A União Europeia adotou uma série de ações para tentar reduzir a resistência do setor agrícola e avançar na aprovação do acordo com o Mercosul.

Entre as iniciativas, Bruxelas anunciou combinações de incentivos econômicos, isenções e regras de proteção para produtos locais, medidas que visam equilibrar abertura comercial e defesa dos produtores europeus.

O movimento gerou protestos e debates públicos, enquanto autoridades europeias tentam costurar apoio legislativo para concluir o processo de ratificação.

conforme informação divulgada pelo g1

O que foi oferecido ao agro europeu

Para tentar acomodar as preocupações do campo, a UE apresentou pacotes de apoio com compensações diretas e mecanismos de transição, além de promessas regulatórias.

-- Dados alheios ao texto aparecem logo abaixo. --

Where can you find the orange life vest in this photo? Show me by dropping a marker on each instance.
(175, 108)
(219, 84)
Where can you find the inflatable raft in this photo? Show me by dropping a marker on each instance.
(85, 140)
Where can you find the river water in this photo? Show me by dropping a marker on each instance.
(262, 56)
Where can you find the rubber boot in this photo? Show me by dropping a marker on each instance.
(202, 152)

Em linhas gerais, e em palavras da cobertura, “Benefícios financeiros, proibição de agrotóxicos, isenção de taxas e proteções aos produtos locais estão entre as medidas tomadas.

Essas medidas procuram reduzir o choque para agricultores que temem a concorrência de importações, e também criar garantias para produtos com denominação de origem e tradições locais.

Reações no terreno e protestos

A cena pública mostrou tensão, com manifestações do setor, porque muitos produtores consideram insuficientes as salvaguardas anunciadas.

Reportagens registraram que “Agricultores europeus protestam após aval da UE para acordo com Mercosul”, um sinal de que o diálogo ainda está longe de convencer todos os afetados.

As mobilizações pressionam parlamentares e governos nacionais, forçando negociações extras sobre prazos, cotas e medidas de acompanhamento.

Impactos esperados e desafios práticos

Analistas avaliam que, se aprovadas, as medidas podem mitigar perdas imediatas, porém há incerteza sobre eficácia de proibições e isenções frente à dinâmica do mercado global.

Garantir cumprimento, fiscalizar restrições a produtos e definir critérios claros para compensações são desafios que permanecerão na agenda após eventual ratificação.

O que muda para o Brasil e para o Mercosul

Do ponto de vista do bloco sul-americano, o acordo oferece acesso ampliado ao mercado europeu, porém poderá incluir salvaguardas que limitem volumes, ou taxas temporárias para proteger produtores locais da UE.

As negociações finais devem definir cotas, regras sanitárias e mecanismos de resolução de disputas, pontos que vão determinar o impacto real sobre exportadores brasileiros.

Ao longo do processo, o termo acordo UE-Mercosul continuará sendo central no debate, tanto nas capitais europeias, quanto em países do Mercosul, enquanto governos tentam equilibrar interesses econômicos e sociais.